Aide militaire à la Somalie : il faut renforcer les contrôles

COMMUNIQUÉ DE PRESSE

Embargo : jeudi 21 janvier 2010, 00h01 TU

Amnesty International a demandé que les transferts d’armement à destination du gouvernement somalien soient suspendus jusqu’à ce que des garanties appropriées soient mises en place pour éviter que des armes soient utilisées pour commettre des crimes de guerre et des atteintes aux droits humains.

Dans son dernier document sur ce pays, publié jeudi 21 janvier 2009, l’organisation revient sur les livraisons effectuées par les États-Unis au gouvernement fédéral de transition, comprenant notamment des mortiers, des munitions et des espèces destinées à l’achat d’armes.

Ces transferts sont intervenus en dépit du risque important que de telles armes soient utilisées par les forces du gouvernement fédéral de transition pour commettre des attaques aveugles, ou soient détournées vers des groupes armés opposés au gouvernement qui se rendent eux aussi coupables de multiples atteintes flagrantes aux droits humains.
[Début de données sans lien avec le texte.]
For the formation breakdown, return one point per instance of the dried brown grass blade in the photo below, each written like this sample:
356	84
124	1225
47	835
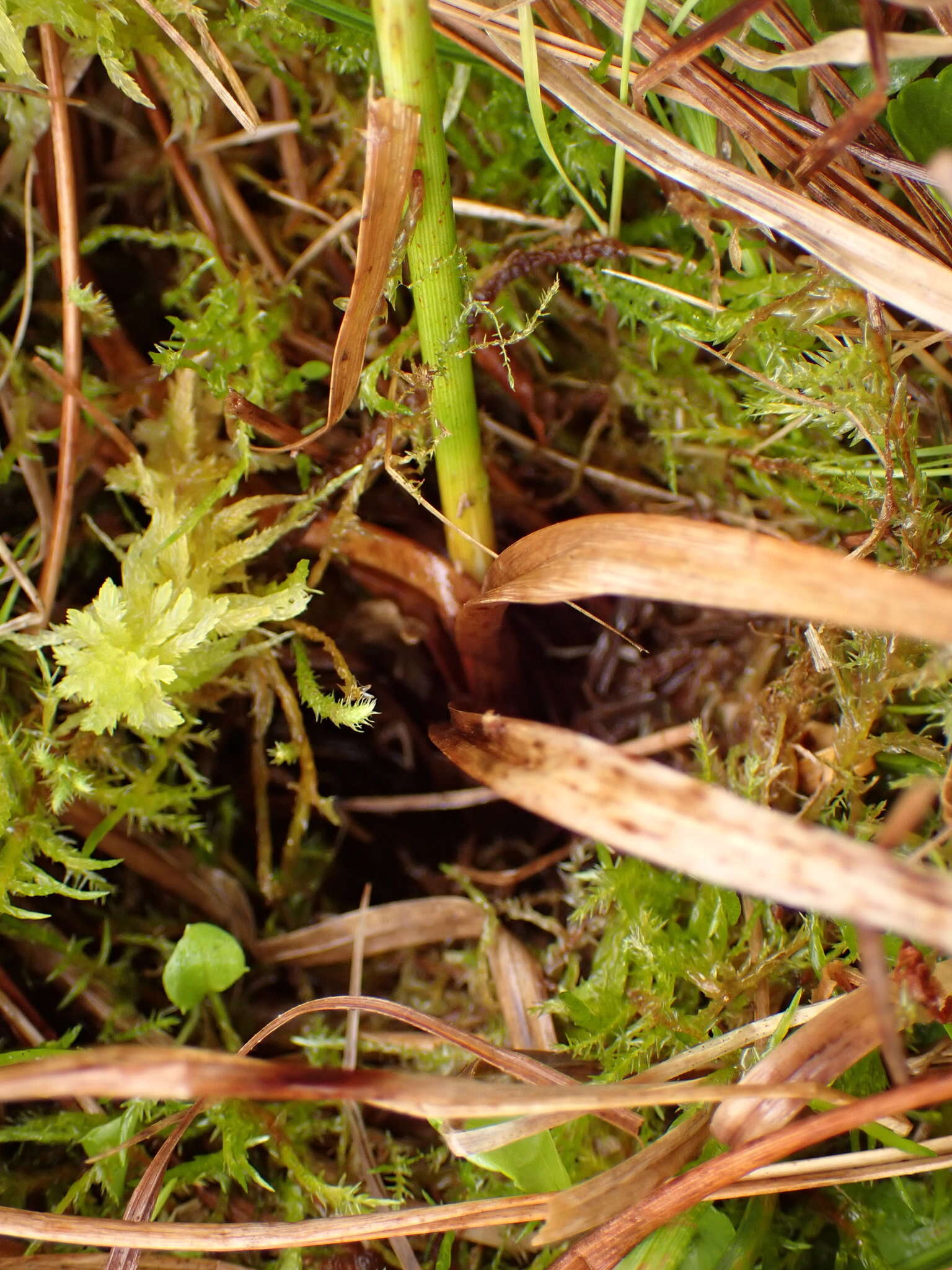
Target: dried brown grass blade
645	809
842	48
402	925
258	1236
601	1198
248	121
150	1071
857	1166
519	986
891	271
614	1240
696	563
392	128
692	46
821	1050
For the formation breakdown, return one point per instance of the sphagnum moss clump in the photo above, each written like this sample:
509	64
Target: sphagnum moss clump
754	389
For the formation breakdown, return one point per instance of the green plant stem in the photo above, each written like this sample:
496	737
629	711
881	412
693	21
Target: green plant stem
631	22
408	63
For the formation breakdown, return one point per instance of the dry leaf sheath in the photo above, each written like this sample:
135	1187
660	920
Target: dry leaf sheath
392	128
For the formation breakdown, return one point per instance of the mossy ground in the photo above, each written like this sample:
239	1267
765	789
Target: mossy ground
775	399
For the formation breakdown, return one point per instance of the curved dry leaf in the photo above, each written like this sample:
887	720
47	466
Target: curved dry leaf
645	809
402	925
821	1050
615	1238
259	1236
897	275
398	557
694	563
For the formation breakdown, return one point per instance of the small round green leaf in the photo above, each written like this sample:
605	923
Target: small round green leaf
206	959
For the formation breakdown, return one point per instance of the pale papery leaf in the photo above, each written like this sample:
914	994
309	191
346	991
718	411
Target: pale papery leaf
644	809
392	128
694	563
891	271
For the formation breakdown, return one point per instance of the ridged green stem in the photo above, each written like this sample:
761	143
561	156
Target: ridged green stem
409	66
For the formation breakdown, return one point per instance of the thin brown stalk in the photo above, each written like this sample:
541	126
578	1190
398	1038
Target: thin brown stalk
27	303
361	1145
71	321
220	177
99	417
288	143
215	84
172	150
697	42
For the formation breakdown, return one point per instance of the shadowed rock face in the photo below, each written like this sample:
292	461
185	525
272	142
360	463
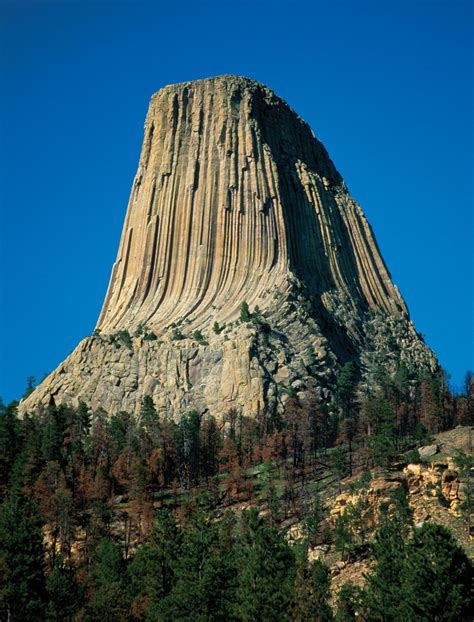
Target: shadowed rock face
233	193
235	200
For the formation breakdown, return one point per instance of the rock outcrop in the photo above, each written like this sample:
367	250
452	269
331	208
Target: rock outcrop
235	200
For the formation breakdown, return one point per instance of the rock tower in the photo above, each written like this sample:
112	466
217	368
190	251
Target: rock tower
235	201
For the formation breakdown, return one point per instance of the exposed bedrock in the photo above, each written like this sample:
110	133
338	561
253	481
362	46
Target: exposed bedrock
235	200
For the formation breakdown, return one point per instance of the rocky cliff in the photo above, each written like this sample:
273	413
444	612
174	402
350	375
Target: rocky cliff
235	200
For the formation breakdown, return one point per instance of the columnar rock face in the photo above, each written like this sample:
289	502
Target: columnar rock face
235	200
233	193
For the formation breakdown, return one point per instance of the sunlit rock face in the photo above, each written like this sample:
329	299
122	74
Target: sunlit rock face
233	194
235	200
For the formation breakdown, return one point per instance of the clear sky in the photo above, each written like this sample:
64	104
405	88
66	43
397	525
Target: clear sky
387	86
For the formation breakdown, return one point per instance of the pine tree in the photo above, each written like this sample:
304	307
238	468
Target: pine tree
311	593
348	603
108	602
150	573
22	581
9	444
384	591
345	393
64	595
438	578
265	571
203	570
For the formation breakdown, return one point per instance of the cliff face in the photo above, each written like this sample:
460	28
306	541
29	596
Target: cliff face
235	200
233	193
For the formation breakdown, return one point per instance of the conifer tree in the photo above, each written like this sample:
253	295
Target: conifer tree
311	593
265	571
22	581
108	602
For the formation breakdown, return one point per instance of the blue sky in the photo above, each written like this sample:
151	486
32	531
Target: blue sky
387	86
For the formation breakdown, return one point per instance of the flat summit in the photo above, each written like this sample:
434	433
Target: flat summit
236	203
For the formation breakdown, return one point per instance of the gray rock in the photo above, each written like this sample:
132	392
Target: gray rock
428	450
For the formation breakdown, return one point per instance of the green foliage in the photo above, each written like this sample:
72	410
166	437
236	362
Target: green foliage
382	444
176	335
264	585
435	561
64	595
150	336
203	569
10	443
151	571
338	462
121	337
311	593
314	520
217	328
425	577
245	315
22	581
108	601
348	602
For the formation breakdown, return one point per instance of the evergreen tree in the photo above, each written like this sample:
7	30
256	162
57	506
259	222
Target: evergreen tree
150	573
345	393
9	444
64	595
348	603
22	581
384	585
438	578
203	570
107	602
311	593
265	571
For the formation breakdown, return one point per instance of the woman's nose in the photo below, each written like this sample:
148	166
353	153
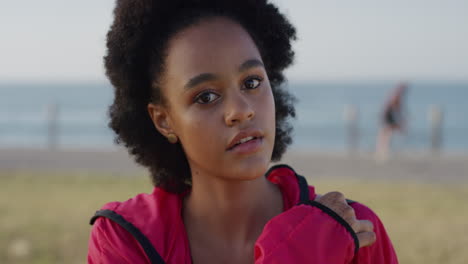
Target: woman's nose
238	109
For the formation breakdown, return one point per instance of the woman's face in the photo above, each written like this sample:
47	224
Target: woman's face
216	87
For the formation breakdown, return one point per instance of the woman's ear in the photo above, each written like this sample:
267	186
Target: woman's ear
160	118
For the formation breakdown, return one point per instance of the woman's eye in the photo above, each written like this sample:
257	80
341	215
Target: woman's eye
252	83
206	97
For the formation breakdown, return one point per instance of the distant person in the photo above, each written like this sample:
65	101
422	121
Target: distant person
392	120
199	101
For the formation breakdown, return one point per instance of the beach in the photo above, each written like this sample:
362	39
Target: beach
443	168
48	197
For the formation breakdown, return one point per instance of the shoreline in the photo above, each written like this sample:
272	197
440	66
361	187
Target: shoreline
407	166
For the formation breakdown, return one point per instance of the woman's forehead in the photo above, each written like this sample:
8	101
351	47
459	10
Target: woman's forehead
217	45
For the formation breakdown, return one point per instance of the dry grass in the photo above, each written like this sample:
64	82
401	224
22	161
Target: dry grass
44	218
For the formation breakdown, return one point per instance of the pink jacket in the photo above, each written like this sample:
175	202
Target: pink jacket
305	233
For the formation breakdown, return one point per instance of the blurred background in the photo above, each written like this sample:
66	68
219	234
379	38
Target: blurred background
59	163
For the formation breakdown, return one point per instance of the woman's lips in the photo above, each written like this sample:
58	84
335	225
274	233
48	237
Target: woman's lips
248	147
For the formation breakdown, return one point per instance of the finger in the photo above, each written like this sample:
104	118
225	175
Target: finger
333	196
364	226
317	197
366	239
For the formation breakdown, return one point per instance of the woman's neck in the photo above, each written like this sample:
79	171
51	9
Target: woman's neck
230	212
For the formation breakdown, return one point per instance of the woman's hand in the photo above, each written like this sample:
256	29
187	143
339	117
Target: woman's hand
364	229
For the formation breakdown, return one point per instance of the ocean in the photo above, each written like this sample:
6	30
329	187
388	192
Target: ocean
321	123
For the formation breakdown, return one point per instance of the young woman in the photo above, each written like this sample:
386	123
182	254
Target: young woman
199	101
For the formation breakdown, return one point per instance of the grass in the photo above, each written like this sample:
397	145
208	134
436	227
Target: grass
44	218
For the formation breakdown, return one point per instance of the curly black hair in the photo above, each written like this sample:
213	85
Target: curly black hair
136	45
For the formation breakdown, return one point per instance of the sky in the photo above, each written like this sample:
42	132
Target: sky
64	40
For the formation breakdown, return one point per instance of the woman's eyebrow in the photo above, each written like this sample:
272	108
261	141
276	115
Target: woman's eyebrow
204	77
252	63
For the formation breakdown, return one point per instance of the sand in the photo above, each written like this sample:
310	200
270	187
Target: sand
314	165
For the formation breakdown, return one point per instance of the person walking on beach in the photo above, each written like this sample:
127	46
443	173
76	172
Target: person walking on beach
393	120
199	101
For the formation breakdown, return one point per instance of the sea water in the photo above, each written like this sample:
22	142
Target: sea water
321	123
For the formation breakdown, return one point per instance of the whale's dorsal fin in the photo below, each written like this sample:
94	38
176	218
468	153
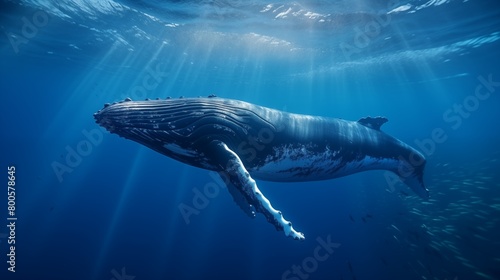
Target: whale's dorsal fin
374	123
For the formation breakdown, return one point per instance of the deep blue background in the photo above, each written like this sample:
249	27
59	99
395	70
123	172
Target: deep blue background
118	208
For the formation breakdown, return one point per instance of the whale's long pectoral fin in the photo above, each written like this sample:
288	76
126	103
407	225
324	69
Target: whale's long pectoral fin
235	175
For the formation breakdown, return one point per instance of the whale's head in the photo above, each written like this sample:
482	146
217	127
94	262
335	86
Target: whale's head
156	123
178	127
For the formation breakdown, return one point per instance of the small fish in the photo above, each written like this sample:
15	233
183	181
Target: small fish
395	227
« La communauté internationale se préoccupe de l’avenir du gouvernement somalien, mais ne porte pas une attention comparable aux droits fondamentaux des habitants de ce pays, a déclaré Michelle Kagari, directrice adjointe du programme Afrique d’Amnesty International.

« Les attaques de mortier continuent de faire des victimes. Il est temps que les donateurs internationaux appliquent des contrôles plus stricts sur l’aide qu’ils apportent au gouvernement. »

Le document d’Amnesty International fait également état d’un accroissement des programmes internationaux de formation dans les domaines militaire et de la police à destination des forces du gouvernement fédéral de transition, et ce malgré l’absence de procédures de contrôle appropriées.

Cette formation est dispensée en Somalie, mais aussi en Éthiopie, au Kenya, à Djibouti et en Ouganda. L’Union européenne, la France, l’Allemagne et l’Italie y participent ou se sont engagées à verser des financements.

Amnesty International demande à tous les États qui fournissent au gouvernement fédéral de transition une formation dans les domaines militaire ou de la police, qui financent une telle aide ou prévoient celle-ci, de dispenser une formation sur le droit international humanitaire et la gestion des armes. Ces États doivent aussi peser de tout leur poids pour que des procédures de contrôle des forces du gouvernement fédéral de transition soient mises en place.

Les Nations unies appliquent depuis 1992 un embargo sur les armes à destination de la Somalie. Toutefois, les États peuvent demander une dérogation au Comité des sanctions de l’ONU et obtenir l’autorisation de fournir au gouvernement somalien une assistance en matière de sécurité.

Amnesty International demande instamment au Comité des sanctions d’appliquer des critères permettant d’évaluer le risque que ces dérogations contribuent à des crimes de guerre et des violations des droits humains, et de refuser sur cette base la délivrance d’autorisations.

Pour être véritablement efficaces, de tels critères doivent être inscrits dans le droit international et s’appliquer de manière universelle, à tous les transferts d’armes, indique Amnesty International. L’organisation demande aux États d’instaurer ces normes communes dans le cadre d’un traité international sur le commerce des armes.

Contexte

La Somalie est en proie à un conflit armé depuis la chute du régime de Siyad Barré, en 1991. Les affrontements se sont intensifiés et les homicides de civils se sont accrus après l’intervention, à la fin de l’année 2006, de l’armée éthiopienne, entrée en Somalie pour aider le gouvernement fédéral de transition dans sa lutte contre une série de groupes armés d’opposition pour reprendre le contrôle de territoires perdus.

Malgré la signature d’un accord de paix entre le gouvernement fédéral de transition et l’un des groupes armés, la nomination d’un président issu de l’ancienne opposition armée et le retrait des troupes éthiopiennes, les groupes armés d’opposition ont poursuivi leurs attaques. En mai 2009, ils ont lancé une grande offensive contre le gouvernement fédéral de transition, qui ne contrôle actuellement qu’une petite partie de la capitale, Mogadiscio.

Des milliers de civils ont été tués en 2009 lors des attaques menées sans discrimination par toutes les parties au conflit armé. Des centaines de milliers d’autres ont dû quitter leur foyer. Il y a aujourd’hui en Somalie quelque 1 500 000 personnes déplacées et environ 3 700 000 personnes dépendant de l’aide humanitaire.